Compassion that Transforms: Cory Ten Boom

Jul 20, 2010

In Kids Club we were studying the beatitudes and the focus of the day was “Compassion.”  Laura Chesser and I (Ms.D) had a small group of children and we discussed the meaning of the word.   We followed with a story about Cory Ten Boom who took her faith and commitment to Christ so seriously that she had compassion on the Jewish people in Holland during the Nazi Holocaust.   We talked about how she let people stay at her house, even when it was dangerous for her and her family.   We explained to the children that she was taken to a concentration camp with her father and her sister.   Cory was the only one who survived.  Years after the war, she was speaking to a room full of people and was approached by a former Nazi officer who worked at the same concentration camp where she was detained and he asked her to forgive him for what he had done.  Through the love of Jesus, she forgave him for the past.   We talked about how powerful the love of God is that it can drive you to be radically compassionate and forgiving, even when it doesn’t make sense.  Cory must have had a deep understanding of God’s love for her and others.

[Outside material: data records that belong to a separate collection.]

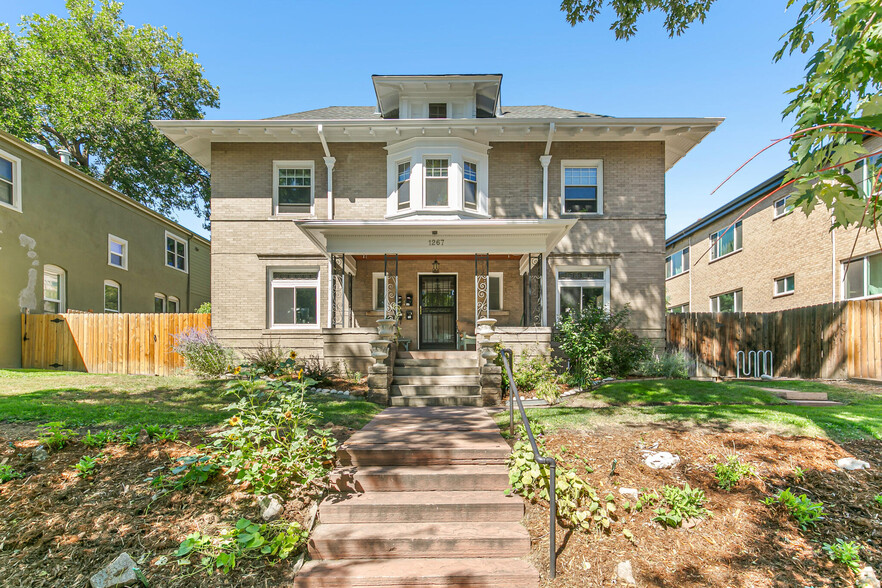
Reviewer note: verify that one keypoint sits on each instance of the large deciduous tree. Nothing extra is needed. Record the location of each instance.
(90, 84)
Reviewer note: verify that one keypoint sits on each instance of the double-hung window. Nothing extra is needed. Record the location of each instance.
(581, 288)
(862, 277)
(175, 252)
(726, 241)
(727, 302)
(403, 185)
(117, 252)
(294, 298)
(677, 263)
(436, 172)
(53, 289)
(582, 187)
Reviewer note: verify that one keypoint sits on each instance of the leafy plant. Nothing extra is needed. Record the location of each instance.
(55, 435)
(846, 552)
(730, 472)
(272, 541)
(806, 512)
(202, 352)
(7, 473)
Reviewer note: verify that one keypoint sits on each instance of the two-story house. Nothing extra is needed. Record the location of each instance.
(70, 243)
(440, 203)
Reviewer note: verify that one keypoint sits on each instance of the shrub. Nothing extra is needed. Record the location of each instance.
(666, 365)
(203, 353)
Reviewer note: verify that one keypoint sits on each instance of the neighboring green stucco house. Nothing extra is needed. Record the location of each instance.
(70, 243)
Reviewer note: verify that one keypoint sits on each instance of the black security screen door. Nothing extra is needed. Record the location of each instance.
(437, 312)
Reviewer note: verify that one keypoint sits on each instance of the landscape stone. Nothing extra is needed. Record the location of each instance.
(850, 463)
(661, 460)
(625, 573)
(120, 572)
(270, 506)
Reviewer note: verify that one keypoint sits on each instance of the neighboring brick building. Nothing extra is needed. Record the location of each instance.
(440, 194)
(774, 259)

As we processed the story, we asked questions of the children in the group.   I wasn’t sure if they were really catching the essence of compassion.   One young lady perked up and said, “It’s kind of like the time my mom opened the door for my friend’s mom late at night when she was scared because she thought immigration was at her door and she escaped through the back window.   We were all really scared because I didn’t want my best friend to lose her mom.  But I think that means my family had compassion on her by protecting her when she was scared.”   Then Victoria sheepishly commented, “It’s like the time when David was bleeding out of his face and my mom took care of him.   She brought him into the house and was soaking up the blood.   Then she took him to the hospital and would visit him to make sure that he got better. ”  Another child chimed in, “Yeah, he used to scare me a lot.   He was always drunk all the time!   And he lived on the street!”   I found my opportunity to give a leading question, “Victoria, Can you think of an adult in your life who shows compassion and mercy on you by putting you first, even when he or she doesn’t have to?  Who walks you to Kids Club every day?”   Victoria responded, “David does.  After he got better my mom let him live with us.   Now he helps my mom with the groceries a lot.   He takes me and my cousin to the store and buys us food with his own money.  He watches out for us and he walks me a lot of places.”   We summarized our lesson by talking about how Victoria’s mom was a very compassionate person and she allowed love and compassion to flow through her, giving the power to help transform a life, David’s life.  I was sitting there afraid that this lesson would go right over their little heads and in some ways they knew compassion in even more deep ways than I had experienced.  Perhaps part of the reason we say that we are “learning together to love our neighbors as ourselves.”

We are a community of people “learning together to love our neighbors as ourselves” in a Latino neighborhood in Alexandria, Virginia.